A simple endpoint to test the server is up, returning a greeting message. It supports both GET and POST requests.

URL: /hello/

HTTP Methods

GET POST

Request Parameters

None

Request Examples

GET Request:

GET /hello/ HTTP/1.1
Host: yourserver.com
POST Request:

Response

200 OK: Returns a plain text response:

/api/followup endpoint

Description

The /api/followup endpoint processes a POST request to determine SOC (Standard Occupational Classification) details. It leverages OpenAI to generate an embedding from a candidate's job title then queries a vector database (hosted on Pinecone) to retrieve the closest candidate SOC IDs. A conversation prompt is then constructued to obtain the final SOC classification from an AI model. followup has two possible returns:

  1. A SOC code (where the return is prefixed with 'CGPT587: ')
  2. A followup question.

URL

/api/followup

HTTP Methods

POST

Rate Limiting

Limited to 50 requests per second.

Request Parameters

JSON Body (Required Fields)

  • k (integer): The number of candidate SOC codes to retrieve from the embeddings lookup.

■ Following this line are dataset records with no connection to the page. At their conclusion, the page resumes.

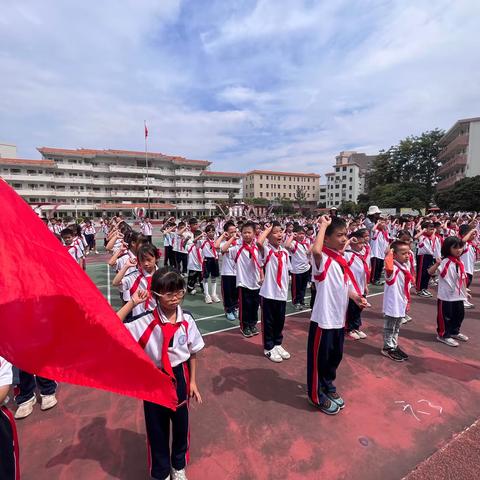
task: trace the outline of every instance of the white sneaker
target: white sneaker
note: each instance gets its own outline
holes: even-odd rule
[[[170,477],[172,480],[187,480],[187,476],[185,475],[185,469],[182,468],[181,470],[175,470],[172,468],[170,472]]]
[[[273,347],[271,350],[264,350],[263,353],[272,362],[275,362],[275,363],[283,362],[283,358],[277,352],[277,349],[275,347]]]
[[[361,330],[355,330],[360,338],[367,338],[367,334]]]
[[[52,395],[40,395],[40,397],[42,399],[40,410],[49,410],[58,403],[57,397],[54,393]]]
[[[277,353],[284,359],[284,360],[288,360],[291,355],[281,346],[281,345],[277,345],[275,347],[275,349],[277,350]]]
[[[15,412],[15,418],[19,420],[20,418],[28,417],[33,412],[33,406],[36,403],[37,397],[35,395],[30,400],[21,403]]]
[[[437,340],[439,342],[444,343],[445,345],[448,345],[449,347],[458,347],[460,345],[456,340],[453,338],[442,338],[437,335]]]

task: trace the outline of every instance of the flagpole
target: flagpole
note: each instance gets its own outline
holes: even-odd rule
[[[143,121],[145,127],[145,167],[147,171],[146,182],[147,182],[147,215],[150,217],[150,187],[148,185],[148,153],[147,153],[147,137],[148,137],[148,130],[147,130],[147,121]]]

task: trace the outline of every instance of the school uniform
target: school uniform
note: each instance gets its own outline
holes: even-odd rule
[[[263,348],[269,351],[283,342],[291,265],[287,250],[282,246],[275,249],[268,242],[259,259],[265,270],[260,288]]]
[[[317,295],[310,318],[307,342],[307,390],[309,399],[320,404],[326,393],[336,392],[334,381],[343,357],[345,314],[349,290],[355,279],[346,259],[324,247],[317,267],[312,259]]]
[[[422,235],[417,245],[417,275],[415,288],[417,292],[427,290],[430,274],[428,269],[435,263],[436,255],[439,255],[440,240],[435,234]]]
[[[226,240],[220,243],[220,251],[225,245]],[[231,244],[236,247],[240,244],[238,240],[234,240]],[[228,252],[222,252],[222,265],[220,269],[223,308],[225,313],[235,313],[238,308],[238,288],[237,288],[237,264],[228,255]]]
[[[395,350],[398,347],[400,325],[410,304],[410,287],[414,277],[407,264],[393,262],[393,270],[386,271],[383,294],[383,348]]]
[[[164,479],[171,468],[182,470],[188,462],[190,356],[204,346],[189,312],[177,307],[176,323],[170,323],[160,309],[125,325],[153,363],[171,377],[177,388],[175,411],[144,401],[150,475]],[[168,345],[165,348],[165,345]],[[172,441],[170,448],[170,428]]]
[[[12,380],[12,364],[0,357],[0,387],[11,385]],[[0,405],[0,478],[20,479],[17,428],[13,414],[6,405]]]
[[[305,304],[305,291],[310,281],[309,242],[294,240],[290,246],[292,264],[292,304]]]
[[[370,240],[371,251],[371,275],[372,283],[378,283],[382,276],[383,263],[385,261],[385,250],[389,245],[388,233],[386,230],[372,230]]]
[[[230,247],[228,255],[237,267],[238,304],[240,328],[255,327],[258,322],[260,306],[260,263],[258,248],[255,243],[237,244]]]
[[[441,338],[449,338],[460,333],[468,278],[462,261],[454,257],[444,258],[438,271],[437,333]]]

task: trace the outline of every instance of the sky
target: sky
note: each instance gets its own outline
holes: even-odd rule
[[[0,142],[324,174],[480,116],[478,0],[0,0]]]

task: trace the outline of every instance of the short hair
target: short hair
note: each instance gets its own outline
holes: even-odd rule
[[[170,293],[185,289],[185,280],[172,267],[162,267],[152,276],[152,292]]]

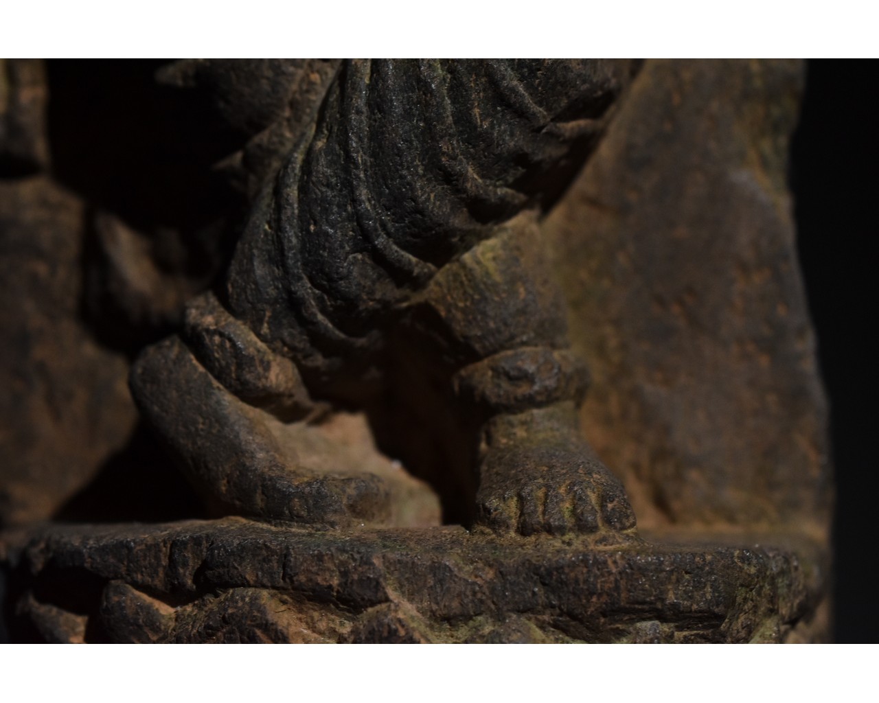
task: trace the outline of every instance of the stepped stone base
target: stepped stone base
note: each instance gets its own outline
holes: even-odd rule
[[[0,590],[12,641],[826,637],[826,569],[808,541],[646,537],[322,531],[236,518],[44,525],[0,534]]]

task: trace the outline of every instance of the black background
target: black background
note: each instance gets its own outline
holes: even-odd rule
[[[879,322],[877,89],[879,62],[810,62],[790,161],[800,259],[831,402],[838,642],[879,640],[873,581],[879,490],[871,451]]]

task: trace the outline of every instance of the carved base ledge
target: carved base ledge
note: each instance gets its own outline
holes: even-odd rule
[[[825,569],[813,545],[710,539],[500,539],[460,527],[321,531],[229,518],[10,530],[0,564],[13,641],[826,637]]]

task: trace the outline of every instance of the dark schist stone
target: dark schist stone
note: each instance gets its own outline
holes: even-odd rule
[[[819,550],[778,534],[502,539],[228,518],[9,530],[0,557],[14,641],[772,642],[827,627]]]

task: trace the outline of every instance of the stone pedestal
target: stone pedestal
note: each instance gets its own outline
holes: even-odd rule
[[[802,538],[506,538],[241,518],[3,535],[14,641],[778,642],[826,636]]]

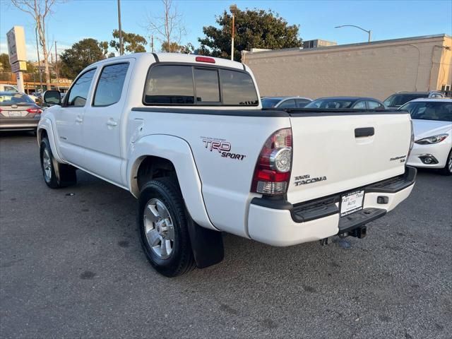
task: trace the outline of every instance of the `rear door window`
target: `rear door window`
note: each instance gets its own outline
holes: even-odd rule
[[[128,69],[128,63],[108,65],[102,69],[94,95],[93,106],[109,106],[119,101]]]
[[[90,69],[82,74],[71,88],[69,97],[66,106],[73,107],[83,107],[90,92],[90,87],[96,69]]]
[[[353,107],[355,109],[366,109],[366,102],[365,101],[358,101]]]

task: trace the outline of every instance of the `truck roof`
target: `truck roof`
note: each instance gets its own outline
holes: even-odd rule
[[[160,62],[183,62],[183,63],[193,63],[193,64],[202,64],[205,65],[216,65],[222,66],[224,67],[230,67],[237,69],[244,69],[245,66],[237,61],[232,61],[226,59],[214,58],[212,56],[204,56],[202,55],[195,54],[183,54],[181,53],[132,53],[130,54],[121,55],[120,56],[114,56],[113,58],[108,58],[100,61],[97,61],[94,65],[101,64],[105,62],[110,62],[112,61],[121,60],[124,59],[133,58],[138,60],[146,60],[148,59],[149,64],[152,64],[155,61],[155,56],[158,59]],[[197,61],[196,57],[207,57],[215,60],[215,63],[207,63],[203,61]]]

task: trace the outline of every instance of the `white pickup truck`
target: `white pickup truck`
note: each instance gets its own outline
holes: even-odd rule
[[[87,67],[42,114],[44,179],[76,169],[138,199],[144,252],[167,276],[219,263],[221,232],[273,246],[366,224],[412,189],[410,115],[388,110],[272,110],[244,64],[141,53]]]

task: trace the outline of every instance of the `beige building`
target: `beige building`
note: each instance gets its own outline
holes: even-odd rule
[[[451,90],[452,37],[442,34],[309,49],[242,52],[261,95],[369,96]]]

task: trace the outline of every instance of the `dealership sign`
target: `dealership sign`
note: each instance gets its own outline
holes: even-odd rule
[[[8,55],[11,69],[22,71],[20,65],[14,65],[18,61],[27,60],[25,50],[25,33],[22,26],[14,26],[6,33]]]
[[[27,71],[27,61],[17,61],[11,64],[11,72],[17,73]]]

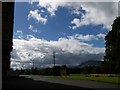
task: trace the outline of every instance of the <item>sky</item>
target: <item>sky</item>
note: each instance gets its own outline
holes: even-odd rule
[[[75,66],[103,60],[117,2],[15,2],[11,68]]]

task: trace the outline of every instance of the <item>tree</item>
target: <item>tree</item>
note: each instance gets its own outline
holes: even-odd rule
[[[120,17],[117,17],[112,30],[105,37],[104,67],[107,73],[120,73]]]

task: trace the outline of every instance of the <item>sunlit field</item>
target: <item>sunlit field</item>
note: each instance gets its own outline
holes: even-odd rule
[[[120,77],[119,75],[115,74],[70,74],[69,76],[50,76],[50,77],[75,80],[92,80],[120,84]]]

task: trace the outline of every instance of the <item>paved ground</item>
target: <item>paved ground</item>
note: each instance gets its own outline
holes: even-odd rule
[[[120,90],[117,84],[108,84],[85,80],[48,78],[45,76],[22,76],[3,81],[3,89],[15,88],[75,88],[78,90]]]

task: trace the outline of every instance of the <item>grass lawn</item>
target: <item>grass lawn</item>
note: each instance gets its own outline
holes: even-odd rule
[[[77,79],[77,80],[93,80],[107,83],[120,84],[119,76],[107,74],[70,74],[69,76],[50,76],[54,78]]]

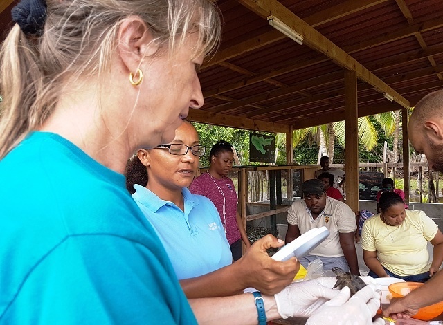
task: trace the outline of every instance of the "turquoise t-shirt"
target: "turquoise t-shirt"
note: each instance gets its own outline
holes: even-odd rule
[[[0,324],[196,324],[125,178],[35,132],[0,161]]]
[[[132,197],[151,221],[179,280],[230,265],[230,247],[220,216],[208,198],[182,189],[184,212],[146,187],[135,185]]]

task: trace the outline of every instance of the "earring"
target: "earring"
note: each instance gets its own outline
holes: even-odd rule
[[[134,77],[137,75],[139,75],[138,80],[134,81]],[[129,82],[131,82],[131,84],[132,86],[138,86],[140,84],[141,84],[141,82],[143,80],[143,73],[141,72],[141,70],[140,69],[137,69],[137,72],[136,73],[135,75],[134,75],[132,73],[129,73]]]

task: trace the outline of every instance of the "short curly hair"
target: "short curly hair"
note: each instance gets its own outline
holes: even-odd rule
[[[131,194],[134,194],[136,192],[134,188],[135,184],[138,184],[143,187],[145,187],[147,185],[146,166],[141,163],[137,155],[134,155],[127,161],[125,176],[126,177],[126,189]]]
[[[383,192],[379,201],[379,207],[382,212],[384,212],[392,205],[399,203],[404,204],[404,201],[399,194],[395,192]]]

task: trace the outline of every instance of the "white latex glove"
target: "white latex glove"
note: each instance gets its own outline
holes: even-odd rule
[[[290,284],[274,295],[278,313],[282,318],[309,317],[340,292],[332,288],[336,281],[334,277],[323,277]]]
[[[349,288],[343,288],[331,301],[326,302],[306,322],[307,325],[383,325],[382,318],[372,322],[380,306],[380,297],[373,286],[368,285],[350,299]]]

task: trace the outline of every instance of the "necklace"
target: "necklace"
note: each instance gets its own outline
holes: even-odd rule
[[[215,186],[217,186],[217,188],[218,189],[219,192],[222,194],[222,196],[223,196],[223,208],[222,210],[222,212],[223,212],[223,229],[224,229],[224,233],[227,234],[228,232],[226,231],[226,198],[224,197],[224,193],[223,193],[223,189],[222,189],[217,184],[217,183],[215,183],[215,180],[214,179],[213,176],[210,174],[209,171],[207,171],[206,172],[209,174],[209,176],[210,176],[210,178],[213,180],[213,182],[214,182],[214,184],[215,184]]]

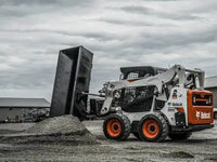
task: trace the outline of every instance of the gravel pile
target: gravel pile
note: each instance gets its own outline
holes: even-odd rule
[[[43,120],[24,133],[1,137],[1,141],[13,144],[98,144],[95,136],[72,114]]]

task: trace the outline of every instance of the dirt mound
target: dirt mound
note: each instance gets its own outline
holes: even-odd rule
[[[72,116],[61,116],[43,120],[22,134],[7,135],[1,141],[18,144],[98,144],[97,138],[80,121]]]
[[[190,154],[188,152],[184,152],[184,151],[178,151],[178,152],[170,152],[170,153],[165,153],[163,156],[164,158],[194,158],[193,154]]]

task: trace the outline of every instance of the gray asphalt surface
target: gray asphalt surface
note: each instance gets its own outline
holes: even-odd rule
[[[196,132],[183,141],[145,143],[132,135],[126,141],[115,141],[104,137],[102,123],[84,122],[100,145],[0,144],[0,161],[217,161],[217,127]],[[0,124],[0,130],[11,133],[30,125]]]

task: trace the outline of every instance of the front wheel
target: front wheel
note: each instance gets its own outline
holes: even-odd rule
[[[138,133],[142,140],[163,141],[168,135],[168,124],[159,113],[144,116],[139,122]]]
[[[130,121],[123,113],[110,114],[103,123],[103,132],[106,138],[125,140],[130,134]]]

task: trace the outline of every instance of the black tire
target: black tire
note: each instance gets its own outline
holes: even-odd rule
[[[111,125],[112,122],[113,124]],[[114,134],[111,133],[111,129],[112,131],[114,131],[112,132]],[[117,132],[115,132],[116,131],[115,129],[117,129]],[[103,123],[103,132],[105,137],[108,139],[125,140],[129,137],[130,130],[131,130],[130,121],[123,113],[110,114],[108,117],[105,118]]]
[[[182,132],[182,133],[170,133],[168,136],[173,140],[184,140],[191,136],[191,132]]]
[[[152,122],[150,124],[150,121],[154,124]],[[142,140],[163,141],[168,136],[168,123],[161,113],[148,114],[139,122],[138,133]]]
[[[138,132],[132,132],[133,136],[141,140],[141,137]]]

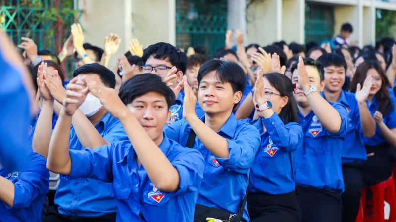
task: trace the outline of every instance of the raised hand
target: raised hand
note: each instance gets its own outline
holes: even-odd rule
[[[357,83],[355,98],[359,104],[366,104],[366,100],[368,98],[370,89],[372,85],[373,85],[373,77],[371,75],[366,77],[366,79],[363,83],[363,88],[361,87],[360,83]]]
[[[259,67],[263,67],[264,73],[268,73],[271,70],[271,54],[268,54],[262,48],[259,47],[258,50],[261,52],[255,52],[252,55],[251,58],[258,65]]]
[[[264,69],[261,67],[258,71],[258,76],[254,85],[254,101],[259,107],[265,103],[266,100],[264,97],[265,90],[264,89],[264,80],[263,80],[263,71]]]
[[[132,39],[129,42],[129,52],[131,55],[141,57],[143,56],[143,46],[139,45],[138,39]]]
[[[59,77],[58,71],[54,71],[53,77],[47,74],[44,75],[44,79],[46,86],[51,92],[53,98],[58,102],[62,104],[66,95],[66,89],[62,85],[62,80]]]
[[[84,81],[87,82],[86,80]],[[114,118],[120,119],[131,112],[114,89],[99,85],[95,81],[86,83],[89,92],[100,100],[100,103]]]
[[[52,95],[50,90],[46,86],[44,76],[47,75],[47,63],[42,62],[39,66],[39,70],[37,71],[37,86],[39,88],[40,95],[44,100],[52,100],[53,99]]]
[[[271,59],[270,72],[285,74],[285,71],[286,70],[286,66],[282,66],[282,68],[281,67],[281,61],[279,59],[279,56],[276,53],[274,53],[274,54],[272,55],[272,58]]]
[[[84,49],[84,36],[83,33],[83,28],[79,23],[74,23],[71,25],[71,34],[73,36],[73,45],[77,51]]]
[[[383,123],[382,121],[382,113],[377,111],[374,112],[374,120],[377,124]]]
[[[183,82],[184,86],[184,98],[183,101],[183,117],[187,120],[193,116],[197,116],[195,113],[195,105],[197,103],[197,97],[194,92],[187,82],[187,76],[183,76]]]
[[[25,49],[26,54],[32,62],[37,57],[37,46],[33,40],[29,38],[22,37],[21,38],[23,42],[18,46],[18,48]]]
[[[116,33],[110,33],[109,36],[106,37],[104,41],[104,53],[110,56],[115,54],[120,47],[121,38]]]
[[[63,99],[63,113],[72,116],[82,104],[87,97],[89,90],[84,82],[85,77],[79,79],[75,77],[69,82],[66,86],[66,95]]]
[[[182,89],[183,86],[183,81],[181,81],[179,82],[176,87],[173,87],[173,83],[170,82],[172,80],[176,78],[177,75],[176,74],[176,73],[177,72],[177,69],[175,66],[174,66],[172,68],[172,69],[169,70],[169,72],[168,72],[168,74],[166,74],[166,76],[165,77],[163,81],[164,82],[166,83],[166,85],[168,86],[168,87],[172,89],[172,91],[173,91],[173,93],[175,93],[175,96],[176,97],[177,97],[177,96],[179,95],[179,93],[180,92],[180,90]],[[184,78],[184,77],[183,77]],[[184,79],[184,78],[183,78]]]
[[[226,46],[225,48],[226,49],[231,49],[234,47],[234,41],[231,40],[231,37],[232,37],[232,31],[231,29],[229,29],[226,33]]]
[[[304,60],[302,57],[300,56],[298,58],[298,84],[300,88],[304,90],[304,92],[307,91],[310,87],[311,83],[309,82],[309,77],[308,76],[308,73],[306,72],[305,66],[304,65]]]

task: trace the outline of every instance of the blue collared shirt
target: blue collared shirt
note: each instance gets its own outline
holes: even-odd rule
[[[329,132],[311,111],[306,116],[298,111],[304,140],[299,151],[295,182],[296,185],[344,192],[341,149],[348,128],[348,112],[338,103],[329,103],[340,114],[341,126],[335,133]]]
[[[276,113],[267,119],[245,121],[255,126],[261,136],[261,144],[250,171],[249,193],[276,195],[294,191],[294,169],[298,157],[297,149],[302,147],[301,125],[291,122],[285,126]]]
[[[104,140],[111,143],[128,140],[121,123],[107,113],[96,126]],[[70,130],[70,149],[82,150],[83,146],[73,126]],[[93,179],[69,180],[60,177],[55,204],[63,215],[72,217],[96,217],[117,211],[111,183]]]
[[[387,125],[389,129],[393,129],[396,128],[396,101],[395,101],[395,97],[391,97],[391,103],[393,105],[393,110],[391,110],[389,113],[386,115],[382,116],[382,121]],[[374,116],[375,111],[378,109],[378,102],[377,101],[377,96],[375,96],[373,101],[371,102],[371,104],[368,105],[368,101],[367,101],[367,106],[368,106],[368,110],[372,116]],[[390,107],[389,108],[390,109]],[[371,138],[367,138],[364,137],[363,138],[364,144],[368,146],[377,146],[380,144],[388,143],[382,133],[378,128],[378,126],[376,124],[375,126],[375,134],[374,136]]]
[[[201,118],[204,121],[205,116]],[[185,120],[164,129],[170,139],[186,145],[191,127]],[[230,156],[218,158],[196,137],[193,148],[199,151],[205,159],[204,179],[197,203],[236,213],[249,183],[249,173],[258,147],[260,133],[251,125],[237,121],[231,114],[217,133],[228,142]],[[245,205],[243,218],[250,221]]]
[[[203,157],[166,135],[159,148],[179,172],[179,189],[175,192],[157,188],[143,166],[138,166],[129,141],[93,150],[70,150],[72,165],[68,177],[113,182],[118,207],[117,222],[192,222],[203,178]]]
[[[176,99],[173,104],[170,106],[169,110],[171,113],[170,119],[168,122],[168,125],[183,119],[183,100],[184,99],[184,93],[180,92],[177,95]],[[203,116],[205,112],[202,110],[199,103],[197,102],[195,104],[195,113],[198,117]]]
[[[14,206],[9,207],[0,201],[0,221],[41,221],[50,171],[46,167],[46,159],[38,153],[31,151],[24,160],[26,164],[21,170],[7,171],[0,168],[0,176],[12,182],[15,187]]]
[[[323,92],[321,93],[321,95],[325,98]],[[346,109],[349,123],[343,143],[341,161],[343,163],[364,162],[367,159],[367,157],[366,148],[363,142],[364,136],[360,121],[360,112],[355,94],[341,90],[337,102],[343,105]]]

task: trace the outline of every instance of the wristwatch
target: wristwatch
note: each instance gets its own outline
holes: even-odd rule
[[[315,87],[314,85],[311,84],[310,85],[309,85],[309,89],[306,91],[305,92],[304,92],[304,95],[305,95],[305,96],[308,96],[308,95],[316,91],[316,87]]]
[[[263,110],[266,110],[267,109],[270,109],[272,108],[272,104],[271,103],[270,101],[267,101],[264,103],[264,104],[260,106],[260,107],[258,108],[258,109],[260,110],[260,111],[262,112]]]

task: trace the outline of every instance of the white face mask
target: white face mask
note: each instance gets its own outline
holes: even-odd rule
[[[80,106],[80,109],[86,116],[90,117],[95,115],[102,106],[100,100],[98,97],[88,94],[85,100]]]

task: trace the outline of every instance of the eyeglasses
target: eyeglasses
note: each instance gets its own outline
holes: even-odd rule
[[[168,69],[172,69],[172,67],[163,65],[154,67],[149,65],[142,66],[142,70],[143,71],[143,73],[150,73],[152,72],[152,70],[154,70],[157,74],[165,74],[166,73],[166,70]]]
[[[251,93],[251,96],[252,96],[254,98],[254,90],[251,90],[250,92]],[[281,96],[281,94],[278,94],[278,93],[275,93],[274,92],[268,92],[266,91],[265,92],[264,92],[264,98],[265,98],[265,99],[269,99],[271,98],[271,96],[272,95],[272,94]]]

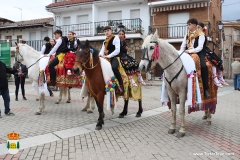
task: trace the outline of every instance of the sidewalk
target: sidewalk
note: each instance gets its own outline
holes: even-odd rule
[[[240,92],[234,91],[232,82],[229,83],[230,86],[219,88],[212,125],[205,125],[201,119],[203,112],[186,113],[187,132],[181,139],[167,133],[171,112],[167,107],[161,107],[160,89],[155,86],[143,87],[141,118],[134,117],[137,103],[132,101],[127,117],[116,118],[123,107],[121,99],[113,116],[105,110],[105,125],[101,131],[94,130],[97,110],[93,114],[81,112],[84,102],[78,100],[79,90],[71,91],[74,93],[71,104],[63,101],[55,105],[50,97],[46,97],[46,110],[41,116],[34,115],[38,103],[28,94],[28,101],[11,101],[16,116],[0,119],[0,143],[6,143],[6,133],[14,128],[21,134],[20,146],[31,147],[14,156],[0,154],[0,160],[237,160],[240,158]],[[12,89],[13,86],[11,92]],[[30,89],[29,85],[27,89]],[[177,112],[177,129],[179,124]]]

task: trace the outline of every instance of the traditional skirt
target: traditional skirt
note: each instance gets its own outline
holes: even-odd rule
[[[219,70],[223,71],[223,62],[221,58],[219,58],[214,52],[212,52],[209,48],[206,49],[207,58],[212,63],[212,65],[216,66]]]
[[[127,74],[136,73],[139,70],[138,62],[126,53],[121,53],[120,62]]]

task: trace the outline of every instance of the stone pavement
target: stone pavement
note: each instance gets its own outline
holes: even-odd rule
[[[66,104],[66,100],[54,104],[58,92],[54,92],[54,98],[46,97],[46,110],[41,116],[34,115],[38,102],[30,84],[26,85],[26,90],[28,100],[19,98],[19,102],[15,102],[14,86],[10,84],[11,108],[16,115],[3,115],[0,119],[0,153],[3,150],[1,143],[4,147],[7,140],[6,134],[13,130],[21,134],[20,146],[24,149],[17,155],[0,154],[0,160],[240,158],[240,92],[233,90],[231,81],[230,86],[219,89],[212,125],[205,125],[201,119],[203,112],[186,113],[187,132],[181,139],[176,138],[176,134],[167,134],[171,112],[160,104],[160,86],[143,87],[145,112],[142,118],[134,117],[138,108],[134,101],[129,104],[126,118],[116,118],[123,108],[120,99],[113,116],[105,110],[105,125],[101,131],[94,130],[97,110],[93,114],[81,112],[85,102],[80,100],[79,89],[71,90],[70,104]],[[3,106],[2,101],[0,106]],[[25,140],[29,144],[25,144]]]

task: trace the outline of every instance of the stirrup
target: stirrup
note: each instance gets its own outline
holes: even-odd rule
[[[226,86],[228,86],[229,84],[223,79],[219,79],[219,82],[221,83],[221,84],[223,84],[223,85],[226,85]]]
[[[218,81],[218,82],[215,81],[215,78],[218,80],[217,76],[214,76],[214,77],[213,77],[213,82],[214,82],[214,84],[215,84],[216,86],[218,86],[218,87],[223,87],[223,85],[222,85],[219,81]]]

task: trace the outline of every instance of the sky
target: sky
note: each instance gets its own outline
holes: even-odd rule
[[[52,17],[53,14],[45,10],[45,6],[52,3],[52,0],[0,0],[0,17],[12,21]],[[224,0],[223,20],[240,19],[240,0]]]

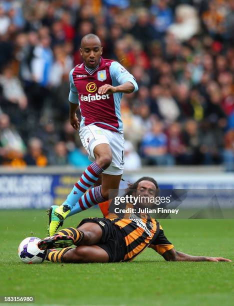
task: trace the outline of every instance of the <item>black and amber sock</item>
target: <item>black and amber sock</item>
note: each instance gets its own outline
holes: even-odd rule
[[[74,244],[77,246],[84,238],[84,232],[82,230],[79,230],[74,228],[68,228],[61,230],[56,233],[60,235],[67,235],[72,237],[74,240]]]
[[[72,248],[65,248],[58,251],[48,250],[46,260],[52,262],[62,262],[64,255]]]

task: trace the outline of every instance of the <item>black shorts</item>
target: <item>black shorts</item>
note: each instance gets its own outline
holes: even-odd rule
[[[98,244],[96,244],[105,250],[109,256],[110,262],[124,260],[127,252],[126,244],[120,230],[105,218],[83,219],[78,228],[82,224],[92,222],[98,224],[102,230],[102,236]]]

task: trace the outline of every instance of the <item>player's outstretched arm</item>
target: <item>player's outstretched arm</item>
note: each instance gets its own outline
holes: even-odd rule
[[[116,92],[123,92],[124,94],[130,94],[134,89],[134,85],[130,82],[128,82],[118,86],[112,86],[109,84],[105,84],[98,88],[99,94],[111,94]]]
[[[74,103],[69,103],[70,124],[74,128],[78,130],[80,127],[80,122],[76,116],[76,112],[78,104]]]
[[[232,262],[229,259],[222,257],[192,256],[176,251],[174,248],[166,252],[162,256],[168,262]]]

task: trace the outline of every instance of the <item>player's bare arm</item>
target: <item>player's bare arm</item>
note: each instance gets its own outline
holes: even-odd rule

  • index (string): The name of the embeddings lookup to query.

  • model (string): The OpenAI model to use for generating followup responses.

  • sys_prompt (string): A system prompt template. This can be the full text parsed as a string, or it can be the filename of a .txt file stored within the API. The prompt text must include a placeholder {K_soc}, which will be replaced with candidate SOC IDs from the embedding lookup.

    • The default followup prompt can be used by setting sys_prompt: "followup_prompt.txt".
  • init_q (string): The initial query message used as the assistant’s message.

  • init_ans (string): The initial answer or input text used both for generating embeddings and as the user’s message.

JSON Body (Optional Fields)

  • soc_cands (string): A text list of candidate SOC IDs. If provided, the endpoint bypasses the embeddings lookup (useful when posing a followup question).

  • *additional_qs (array): An array of additional question-answer pairs. Each pair should be provided as a tuple where:

    • The first element is the previous followup message (question).
    • The second element is a user’s response (answer).

Request Example

{
  "k": 10,
  "index": "soccode-index",
  "model": "gpt-4.1-mini-2025-04-14",
  "sys_prompt": "followup_prompt.txt",
  "init_q": "In the past week, what was your main job title?",
  "init_ans": "I was a software developer",
  "soc_cands": "Optional: candidate IDs if already available from a previous call.",
  "additional_qs": [
    ["Could you refine the classification?", "Additional context for clarification."],
    ["After that additional context, could you tell me more?", "No, I am afraid I can't"]
  ]
}

Processing Flow

OpenAI Embedding and Pinecone Lookup Query: If the soc_cands field is not provided, the service generates an embedding for init_ans using the OpenAI API. This embedding is used to query the specified embeddings index with the top k results, hosted on the Pinecone platform. The candidate SOC IDs are collected as a newline-separated string.

Prompt Formation: The sys_prompt is formatted by replacing the {K_soc} placeholder with the candidate SOC IDs.

Message List Construction: A conversation is constructed in the following order:

  • System Message: The formatted sys_prompt
  • Assistant Message: init_q
  • User Message: init_ans
  • Additional Messages: (if provided) each additional question-answer pair is appended to the conversation.

This conversation is sent to the OpenAI chat completions API using model gpt-4o-2024-11-20 to generate a response.

Response Parsing: The GPT response is scanned for a specific marker (i.e., "CGPT587"). If found, regular expressions extract:

  • soc_code: A four-digit code.
  • soc_desc: The SOC description.
  • soc_conf: A confidence score.

If the marker is not found, these fields default to "NONE".

If an error occurs during extraction, they are set to "ERROR".

JSON Response: The endpoint returns a JSON object with the extracted SOC details, the full GPT response, and the candidate SOC IDs.

Response

Success Response (HTTP 200)

{
  "soc_code": "1234",          // Extracted SOC code, or "NONE" if not found.
  "soc_desc": "Occupation Description", // Extracted SOC description, or "NONE" if not found.
  "soc_conf": "95",            // Extracted confidence score, or "NONE" if not found.
  "followup": "CGPT587: 1234 - Occupation Description (95)",
  "soc_cands": "1234\n5678\n..."  // Newline-separated candidate SOC IDs.
}

Error Responses are returned for failed external API calls to Pinecone or OpenAI.

Additional Notes

Environment Variables: Ensure that the OPENAI_API_KEY and PINECONE_API_KEY environment variables are set correctly.

System Prompt Template: The sys_prompt must include the placeholder {K_soc} so that candidate SOC IDs can be dynamically inserted.

Optional Candidate Bypass: If you already have candidate SOC IDs, you can provide them via the soc_cands field to bypass the embedding and Pinecone query process.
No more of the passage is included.